Alles sei innerhalb von 20 Minuten passiert, erzählt Begluk Muberiz. Der Fluss, der eigentlich etwa 30 Meter entfernt vorbeifliesst, rauschte plötzlich meterhoch durch das Erdgeschoss. Der ältere Mann steht vor seinem Haus inmitten von verschlammten Möbeln. «So eine Überschwemmung habe ich noch nie erlebt. Eine Katastrophe», sagt er. Dabei habe er noch Glück gehabt.

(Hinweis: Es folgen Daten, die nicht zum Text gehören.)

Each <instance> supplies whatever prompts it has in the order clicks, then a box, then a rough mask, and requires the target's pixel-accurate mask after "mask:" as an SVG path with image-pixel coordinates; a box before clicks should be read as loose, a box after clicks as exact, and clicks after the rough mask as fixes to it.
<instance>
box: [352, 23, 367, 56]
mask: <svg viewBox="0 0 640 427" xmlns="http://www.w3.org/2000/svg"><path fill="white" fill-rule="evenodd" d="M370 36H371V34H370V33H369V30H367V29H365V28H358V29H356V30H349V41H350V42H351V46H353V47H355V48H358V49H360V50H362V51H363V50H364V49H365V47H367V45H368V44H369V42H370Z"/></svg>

Im Nachbarsdorf sind mehrere Menschen bei der Sturmflut vom letzten Freitag ums Leben gekommen, und noch immer werden Leichen geborgen. Ganze Häuser wurden hier weggespült. Sichtbar sind nur noch das Fundament und einzelne Mauerstücke, dazwischen eingedrückte und verschlammte Möbel. Der Zivilschutz sowie das Militär sind vor Ort. Mit Baggern werden das im ganzen Flussbett verteilte Geröll, mitgeschwemmte Baumstämme und Autos entfernt.
Hilfe aus dem Ausland
Bislang wurden landesweit über 20 Tote bestätigt. Internationale Rettungsteams suchen gemeinsam mit den bosnischen Behörden weiterhin nach Vermissten. Neben der EU haben auch die Nachbarländer Hilfskräfte zur Unterstützung geschickt.
Am meisten zu tun gibt es für die Helfenden in der Region rund um die Kleinstadt Jablanica, wo die grösste Opferzahl zu beklagen ist. Das Gebiet ist noch immer schwer zu erreichen. Durch den Regen löste sich hier Geröll aus einem höher gelegenen Steinbruch. Die Steinlawine hat Häuser und Menschen unter sich begraben. Die Staatsanwaltschaft hat Ermittlungen gegen die Betreiberfirma aufgenommen. Für den Steinbruch liegt keine Genehmigung vor.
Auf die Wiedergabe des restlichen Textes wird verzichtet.